One hot day I dare sit next to him. He looks at me with a mixture of surprise and warmth. He begins to sing "Blackbird," and falls away into some kind of understated bliss. I open my mouth to sing with him, but the passers-by are numerous and I haven't sung for years. "Across the Universe." "Yesterday." I remember another boy who enjoyed my poems. I remember nights with my old friends singing punk rock anthems at sleepovers. But I remember the last boy the most, the subject of my love songs, the one who asked the questions.

And in that brief moment, I sank and shivered in the sweltering heat. Forgotten tears welled up. I looked up.
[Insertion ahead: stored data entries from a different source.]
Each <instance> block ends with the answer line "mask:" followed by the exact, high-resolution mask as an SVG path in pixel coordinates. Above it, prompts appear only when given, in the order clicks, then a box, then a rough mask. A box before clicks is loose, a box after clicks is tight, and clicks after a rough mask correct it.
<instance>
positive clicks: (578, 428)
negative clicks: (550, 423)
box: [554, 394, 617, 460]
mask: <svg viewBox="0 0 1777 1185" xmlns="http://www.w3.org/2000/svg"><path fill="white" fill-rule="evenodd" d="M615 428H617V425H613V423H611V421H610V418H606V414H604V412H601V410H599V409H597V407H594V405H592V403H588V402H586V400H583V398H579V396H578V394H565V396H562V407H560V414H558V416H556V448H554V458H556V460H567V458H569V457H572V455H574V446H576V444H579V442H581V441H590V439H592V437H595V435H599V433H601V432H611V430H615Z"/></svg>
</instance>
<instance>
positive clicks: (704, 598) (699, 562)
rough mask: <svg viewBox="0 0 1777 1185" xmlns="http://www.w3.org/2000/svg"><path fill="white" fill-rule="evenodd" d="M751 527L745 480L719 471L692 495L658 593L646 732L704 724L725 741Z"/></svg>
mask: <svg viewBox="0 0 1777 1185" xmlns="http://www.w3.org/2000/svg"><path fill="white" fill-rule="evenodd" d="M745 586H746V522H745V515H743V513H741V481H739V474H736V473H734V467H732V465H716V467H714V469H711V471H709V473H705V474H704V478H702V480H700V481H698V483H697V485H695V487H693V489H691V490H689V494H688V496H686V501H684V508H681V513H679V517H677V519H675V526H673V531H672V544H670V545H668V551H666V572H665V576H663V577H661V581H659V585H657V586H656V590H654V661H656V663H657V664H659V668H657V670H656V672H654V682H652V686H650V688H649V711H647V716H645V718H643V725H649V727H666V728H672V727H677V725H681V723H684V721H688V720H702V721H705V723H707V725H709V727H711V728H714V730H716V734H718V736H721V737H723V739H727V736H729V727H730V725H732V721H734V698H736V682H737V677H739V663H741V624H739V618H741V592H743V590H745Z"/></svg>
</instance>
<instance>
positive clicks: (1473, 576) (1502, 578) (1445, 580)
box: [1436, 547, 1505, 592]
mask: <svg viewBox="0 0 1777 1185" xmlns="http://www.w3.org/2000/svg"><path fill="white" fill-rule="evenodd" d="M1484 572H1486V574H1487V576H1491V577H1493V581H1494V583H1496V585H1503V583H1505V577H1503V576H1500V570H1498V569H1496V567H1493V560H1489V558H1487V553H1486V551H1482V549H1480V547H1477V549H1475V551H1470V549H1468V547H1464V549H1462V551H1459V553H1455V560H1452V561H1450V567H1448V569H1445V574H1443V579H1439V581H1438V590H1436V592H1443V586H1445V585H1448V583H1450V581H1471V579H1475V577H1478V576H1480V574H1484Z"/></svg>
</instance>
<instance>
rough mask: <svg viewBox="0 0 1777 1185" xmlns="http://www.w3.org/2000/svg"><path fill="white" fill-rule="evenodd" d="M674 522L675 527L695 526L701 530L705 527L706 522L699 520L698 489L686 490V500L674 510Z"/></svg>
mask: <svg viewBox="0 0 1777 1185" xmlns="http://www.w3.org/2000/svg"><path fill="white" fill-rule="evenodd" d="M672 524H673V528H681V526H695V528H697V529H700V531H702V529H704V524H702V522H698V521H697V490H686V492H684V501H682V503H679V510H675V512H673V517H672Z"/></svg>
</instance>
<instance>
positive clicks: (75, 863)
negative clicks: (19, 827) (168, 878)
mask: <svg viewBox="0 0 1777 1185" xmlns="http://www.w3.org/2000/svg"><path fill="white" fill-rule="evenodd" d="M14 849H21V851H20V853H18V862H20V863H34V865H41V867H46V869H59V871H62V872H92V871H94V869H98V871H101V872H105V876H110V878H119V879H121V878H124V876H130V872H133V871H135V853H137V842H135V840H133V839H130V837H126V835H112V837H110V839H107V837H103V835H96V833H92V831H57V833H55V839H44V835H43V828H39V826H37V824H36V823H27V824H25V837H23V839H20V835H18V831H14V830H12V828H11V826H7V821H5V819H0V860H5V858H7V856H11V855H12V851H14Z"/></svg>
The boy with the guitar was puzzled.

"Why are you being so lonely?"
"What?"
"Well, do you have any requests?"
"Why did you ask me that?"
"Don't you like the Beatles?"
"No, why did you ask me the other question?"

He starts to play "Let it Be." The notes, off and oscillating, catch me and I finally start to sing. I wonder if Mother Mary is really whispering to me. Where do all the lonely people go? To Strawberry Fields? Does life just go on, "Obla di, obla da?" I stored all my memories in a paper cup, but I threw it out later. As the sun beat down on us, I stopped looking for the girl with kaleidoscope eyes. I just wanted to hold his hand.

(Inspired by someone who loves music as I do, and the Beatles, who save me everyday.)
 
 
Current Mood: calm
Current Music: "Bridge over Troubled Water" S&G.